In April 2008 Clipper Windpower announced plans to develop a large wind energy turbine in Blyth, Northumberland in the United Kingdom. For use offshore, each turbine was designed to be rated at around 7.5 MW and would be roughly double the size of the largest turbines used in commercial offshore wind farms at that time (Siemens 3.6 MW turbine).

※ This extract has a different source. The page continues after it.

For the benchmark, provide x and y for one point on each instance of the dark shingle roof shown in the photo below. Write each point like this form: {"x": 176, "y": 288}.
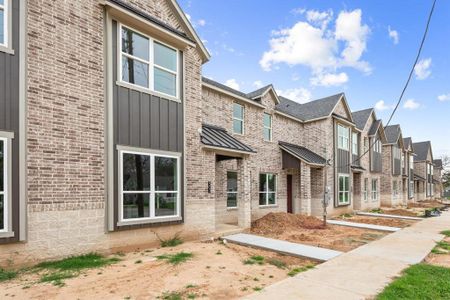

According to the British Wind Energy Association, electrical power for a city the size of Newcastle upon Tyne could be supplied by as few as 20 of the turbines.

Clipper Windpower Marine had started construction of a 4000 sqm offshore wind turbine blade manufacturing facility in Neptune Estate, Tyne in 2010. The factory would have been used to develop and build blades for the Britannia project, a 10 MW offshore wind turbine prototype under development by Clipper and scheduled for deployment in late 2012. However, Clipper stopped development of the 10 MW in August 2011 after parent United Technologies deemed the financial crisis as too severe, and paid £1.6 million of aid back to The Crown Estate.

==Other==
The company discontinued manufacturing new turbines in Cedar Rapids in 2012. Its manufacturing facility in Cedar Rapids is devoted to replacement parts for its Liberty wind turbine, as it had problems with a Brazilian supplier.

A number of research labs are working to modify the Clipper wind turbine design. Navid Goudarzi and other investors have worked on a novel multiple-generator drivetrain that proposes employing different rated generators.